4.2. Novo Repartimento e a agropecuária bovina

A situação geográfica atual de Novo Repartimento incorpora a condição de

expropriação e deslocamento de pessoas dos seus lugares de origem, processo

responsável, como afirmamos alhures, por concentração fundiária e desmatamento.
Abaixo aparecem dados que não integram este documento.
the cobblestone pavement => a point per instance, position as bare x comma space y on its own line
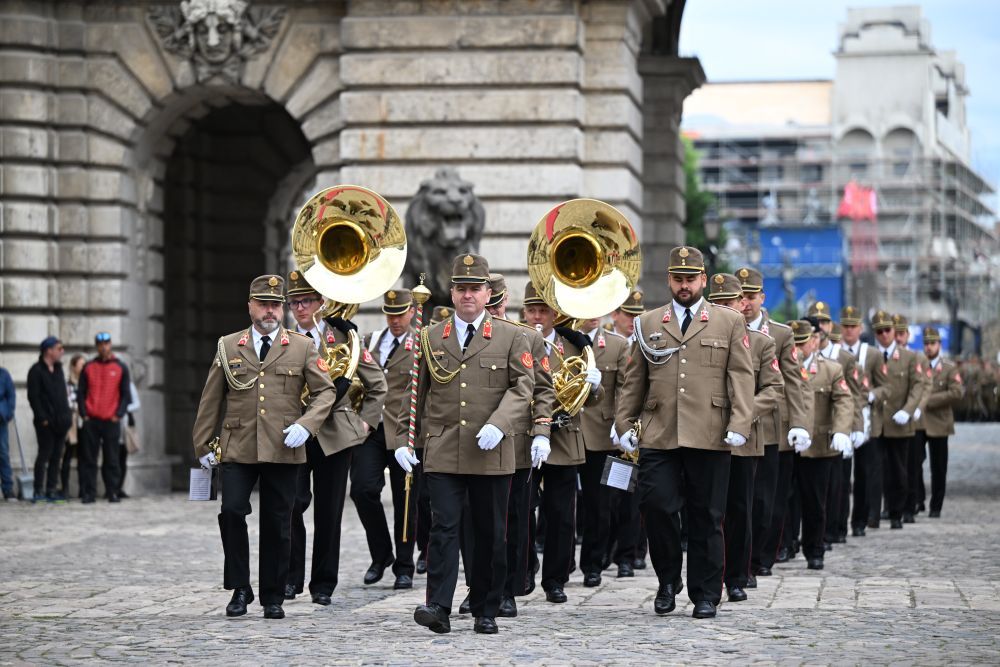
141, 581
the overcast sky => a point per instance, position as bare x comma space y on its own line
795, 39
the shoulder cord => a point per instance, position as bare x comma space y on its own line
653, 356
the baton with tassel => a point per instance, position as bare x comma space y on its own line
420, 296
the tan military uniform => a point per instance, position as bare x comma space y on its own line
253, 420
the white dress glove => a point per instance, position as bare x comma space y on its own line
489, 437
735, 439
406, 458
540, 450
295, 436
594, 377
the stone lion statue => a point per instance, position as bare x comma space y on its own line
444, 219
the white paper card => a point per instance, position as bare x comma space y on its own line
201, 484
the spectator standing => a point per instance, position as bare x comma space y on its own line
52, 416
8, 400
103, 397
72, 447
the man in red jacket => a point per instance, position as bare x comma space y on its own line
103, 396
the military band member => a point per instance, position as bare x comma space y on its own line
833, 408
774, 471
725, 290
691, 384
597, 422
392, 349
558, 471
939, 420
254, 390
897, 389
475, 383
329, 454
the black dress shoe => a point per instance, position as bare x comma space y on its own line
703, 609
508, 608
238, 604
273, 610
432, 616
485, 625
376, 571
736, 594
556, 595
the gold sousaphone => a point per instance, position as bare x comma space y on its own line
349, 244
584, 259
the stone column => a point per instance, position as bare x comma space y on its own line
667, 80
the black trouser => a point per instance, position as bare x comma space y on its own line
738, 522
769, 548
367, 479
50, 444
661, 496
764, 490
559, 505
277, 493
939, 471
914, 472
897, 452
488, 505
104, 436
814, 484
597, 502
329, 490
518, 544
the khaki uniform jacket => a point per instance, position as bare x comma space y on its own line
568, 447
897, 386
397, 373
768, 393
345, 427
252, 421
703, 390
612, 359
493, 384
796, 409
946, 392
833, 406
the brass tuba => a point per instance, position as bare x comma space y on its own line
349, 244
584, 259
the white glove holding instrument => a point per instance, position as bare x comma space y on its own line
799, 437
295, 436
594, 377
540, 450
735, 439
489, 437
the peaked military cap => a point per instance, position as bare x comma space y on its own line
268, 288
685, 259
724, 286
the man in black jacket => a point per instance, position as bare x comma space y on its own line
52, 416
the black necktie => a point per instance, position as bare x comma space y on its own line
392, 351
470, 332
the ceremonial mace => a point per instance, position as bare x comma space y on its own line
420, 295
Ao mesmo tempo, indica um lugar marcado pela intensificação da demanda por

rebanho bovino. O IDHM do município revela, entretanto, o adensamento da

pobreza e desigualdade, indicando como isso contracena e é invisibilizado pelo mito

de que a região é rica e próspera.

A aparente prosperidade do município está atrelada no imaginário social a

intensificação da pecuária bovina. Grandes e pequenos produtores rurais

experimentam realidades diferentes, porém, a riqueza concentrada nas mãos da

elite pecuarista é representada como possibilidade ao alcance de todos, o que

rememora as reflexões de Nahum (2011) recordando que o esforço do planejamento

regional é o de alardear a região personagem, apresentar a natureza como fonte

inesgotável de recursos e transformar o homem em simples objeto, despido de

historicidade e ação política.

A trajetória da expansão bovina pode ser compreendida a partir do incentivo

dado a atividade através do crédito rural. Atualmente o rebanho bovino do município

foi considerado o 8º maior do Brasil e no Pará, corresponde a terceira maior

movimentação pecuária. Batista (2016) exibe os dados da expansão bovina no

município entre os anos de 2000 e 2012 conforme a tabela 1.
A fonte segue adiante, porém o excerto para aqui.